いや、確かにアサカが文化祭実行委員になったからといって何かがあるという訳ではない。ロミアには『今後も店や学校でアサカやハナに会うかもしれませんが、魔術の事や天井花さんが悪魔だって事なんかは絶対に秘密にしておいてください』と伝えてあるので、ロミアとアサカが学校内で会い文化祭について直接会話をする形になったとしても何も問題は無い……はずなのだが、それでも学友だけは自分たちの問題に巻き込むわけにはいかない、と決めた以上、ひづりとしては内心とても穏やかではいられなかった。
「え、あ、ほ、ほら私、《ラミラミフォーチュン》好きだから、ラミラミさんに会って、一緒に文化祭やってみたいな~って思って……あはは……。そ、そう! 良い思い出になるかもだしね!」
幼馴染で無くとも分かるくらいアサカは何かを隠している様子だった。
「だっ、だからごめんね、ひぃちゃん、ハナちゃん。クラスの出し物には参加出来ないかも……」
「ほんとにいいのアサカ~? 文化祭の一日目、あたしがひづりん独り占めしちゃうよ~? ひひひ」
首を突っ込んで来たハナがいたずらっぽい笑顔を浮かべた。
「そうだよアサカ。去年三人で一緒に文化祭回って楽しかったじゃん。ラミラミさんとだって、別に実行委員じゃなくたってきっと会えるって。だから、今からでも委員会辞退して来よう?」
ひづりはハナに加勢してもらいながらそう促した。
しかし。
「う、ううう……っ。そ、それでも私には、やらなきゃいけないことがあるんだあー!!」
アサカはひどく葛藤する様子を見せた後、そんなよく分からない事を叫びながら教室を飛び出していった。ホームルームの終わり際に須賀野が「立候補してくれた人は後で職員室へ来てくださいね」と言っていたので、たぶん行き先はそこだろうが。

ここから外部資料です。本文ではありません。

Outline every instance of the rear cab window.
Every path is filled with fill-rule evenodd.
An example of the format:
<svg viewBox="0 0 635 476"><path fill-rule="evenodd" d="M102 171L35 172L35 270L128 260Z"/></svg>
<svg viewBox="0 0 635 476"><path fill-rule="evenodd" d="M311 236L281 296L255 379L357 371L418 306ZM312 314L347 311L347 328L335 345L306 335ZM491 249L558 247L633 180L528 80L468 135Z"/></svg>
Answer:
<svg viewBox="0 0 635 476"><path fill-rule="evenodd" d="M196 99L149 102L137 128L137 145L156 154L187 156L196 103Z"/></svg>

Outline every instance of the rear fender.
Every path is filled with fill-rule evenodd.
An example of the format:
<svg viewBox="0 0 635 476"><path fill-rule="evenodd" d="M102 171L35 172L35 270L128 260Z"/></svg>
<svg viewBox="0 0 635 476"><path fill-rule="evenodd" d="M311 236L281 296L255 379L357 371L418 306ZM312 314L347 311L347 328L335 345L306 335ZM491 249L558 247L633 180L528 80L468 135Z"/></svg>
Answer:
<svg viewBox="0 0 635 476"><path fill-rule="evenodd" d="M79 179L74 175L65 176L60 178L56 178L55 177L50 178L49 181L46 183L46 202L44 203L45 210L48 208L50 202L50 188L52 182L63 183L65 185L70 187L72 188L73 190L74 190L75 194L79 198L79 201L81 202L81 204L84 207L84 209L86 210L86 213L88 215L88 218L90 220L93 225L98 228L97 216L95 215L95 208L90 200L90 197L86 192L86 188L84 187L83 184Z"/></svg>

「ありゃ、煽り過ぎたかな。しかしアサカ、そんなにあの占い師のチャンネル好きだったんだね? 去年あたしらとの文化祭巡りあんなに楽しんでたのに。やんなきゃいけない事ってなんだろ?」
ハナはアサカの机の脇にしゃがみこんで首を傾げた。
「わからない……。どうしたんだろ、アサカ……」
「……んん~、まぁ、アサカがやりたいって言うならあたしらが口を挟むのも違うのかもね。今年はあたしも二日目にバンドのライブやるし……あ、そういえばバンドの連中にメッセージ返さないといけないんだった。ごめんひづりん、また後でね」
ハナはそう言うと立ち上がってスマホの画面を見ながら席へと戻って行った。
「…………」
味醂座アサカは、少なくともひづりが知る限り、一にも二にも幼馴染最優先で動く、そういう少女だった。どちらかというとこれまでひづりはアサカのそういうところがちょっと心配だった。だから、彼女が好きな物に夢中になって文化祭実行委員に立候補した、というこの状況は喜ばしい事に違いなかったし、《悪魔》や《魔術》に関してはこれまで通り自分が秘密にし通せば良い、ただそれだけのことだった。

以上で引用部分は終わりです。